During the Cold War, US leaders—including political conservatives—well understood the the importance of the war of ideas, and that winning it depended in significant part on the image America’s domestic policies projected abroad. As legal historian Mary Dudziak recounts in her important book Cold War Civil Rights: Race and the Image of American Democracy, one of the reasons why the federal government began to support the Civil Rights Movement in the 1950s and 60s was the growing recognition that ending racial discrimination would boost the US image in the world and counter communist propaganda.
Even at its awful worst, American racial oppression in the twentieth century was not as bad as the horrific mass murders of communist states, or their repression and deportation of entire ethnic groups. But US leaders of the Cold War era knew that we could not prevail in the war of ideas merely by being less awful than the communists. We had to do a lot better than that.
As was the case during the Cold War, cleaning up our own house is a key element of winning the war of ideas internationally. There is much we can do to curb police abuses, reform cruel immigration policies, stop self-destructive trade wars, and address other issues that have damaged the US image in the world in recent years.

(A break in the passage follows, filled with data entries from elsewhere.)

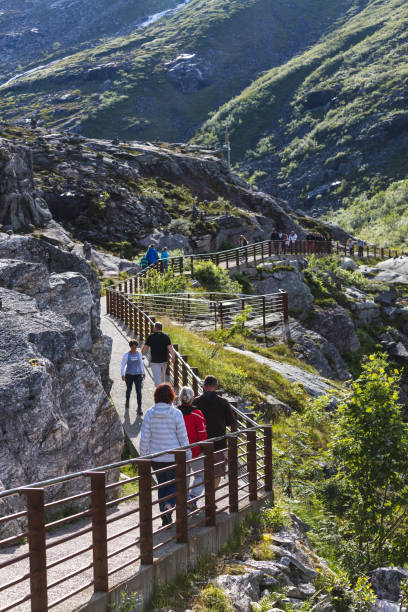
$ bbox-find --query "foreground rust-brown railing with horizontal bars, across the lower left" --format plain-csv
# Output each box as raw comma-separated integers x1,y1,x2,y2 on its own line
0,424,272,612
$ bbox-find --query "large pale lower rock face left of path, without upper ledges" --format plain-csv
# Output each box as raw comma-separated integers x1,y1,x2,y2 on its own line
0,288,123,532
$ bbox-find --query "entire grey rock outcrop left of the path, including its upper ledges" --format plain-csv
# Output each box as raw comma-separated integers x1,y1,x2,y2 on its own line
0,233,123,532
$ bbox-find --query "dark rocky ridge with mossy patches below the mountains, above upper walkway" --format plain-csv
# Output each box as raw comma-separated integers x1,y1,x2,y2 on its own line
0,125,318,257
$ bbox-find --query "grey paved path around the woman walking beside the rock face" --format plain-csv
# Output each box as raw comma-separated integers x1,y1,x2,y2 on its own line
101,298,154,451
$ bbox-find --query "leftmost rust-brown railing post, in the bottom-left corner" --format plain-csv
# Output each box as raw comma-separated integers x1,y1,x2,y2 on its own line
21,487,48,612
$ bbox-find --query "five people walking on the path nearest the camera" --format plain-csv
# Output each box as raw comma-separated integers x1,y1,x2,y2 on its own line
121,322,236,526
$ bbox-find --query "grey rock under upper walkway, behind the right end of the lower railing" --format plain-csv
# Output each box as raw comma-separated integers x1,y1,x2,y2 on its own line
254,270,313,319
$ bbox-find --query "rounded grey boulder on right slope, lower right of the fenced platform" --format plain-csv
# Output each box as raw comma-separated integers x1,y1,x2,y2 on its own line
310,306,360,353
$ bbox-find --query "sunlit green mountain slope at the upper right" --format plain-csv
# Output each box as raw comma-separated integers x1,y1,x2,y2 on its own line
196,0,408,210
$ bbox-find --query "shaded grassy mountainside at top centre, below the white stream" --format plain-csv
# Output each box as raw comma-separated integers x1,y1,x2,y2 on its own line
0,0,358,140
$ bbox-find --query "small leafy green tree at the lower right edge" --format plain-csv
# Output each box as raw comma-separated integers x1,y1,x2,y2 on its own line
329,354,408,566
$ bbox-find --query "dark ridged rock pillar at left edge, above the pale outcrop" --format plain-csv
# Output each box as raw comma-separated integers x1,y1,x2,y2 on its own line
0,138,51,230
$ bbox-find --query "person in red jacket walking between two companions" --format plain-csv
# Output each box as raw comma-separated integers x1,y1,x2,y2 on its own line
178,387,207,510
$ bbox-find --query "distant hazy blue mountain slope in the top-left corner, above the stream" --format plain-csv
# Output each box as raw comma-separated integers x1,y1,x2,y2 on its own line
0,0,180,80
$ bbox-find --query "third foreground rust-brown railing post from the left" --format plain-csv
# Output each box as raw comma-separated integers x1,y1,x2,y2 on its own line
135,459,153,565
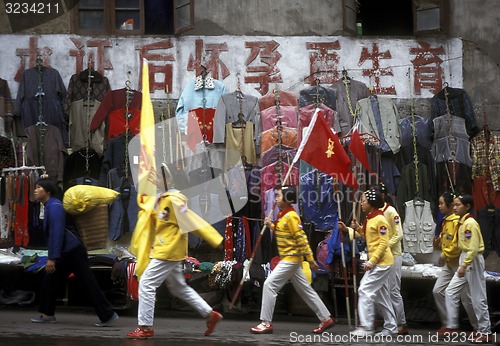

We should not necessarily reverse any and all policies that are unpopular abroad. But, as with desegregation during the Cold War, there are many ways for us to improve our image abroad by doing things that are also right in themselves and beneficial to US domestic policy. Such measures as curbing police misconduct and racial profiling, letting in refugees fleeing the oppression of our adversaries, and ending trade restrictions that damage our economy can benefit Americans at home at the same time as they strengthen our position in the world.
If we want to win the international war of ideas and thereby make our America’s position in the world great again, we have to pay more attention to the ways in which what we do at home affects our position abroad. Right now, we’re a long way from being able to say we’re winning so much we can be sick and tired of all the winning.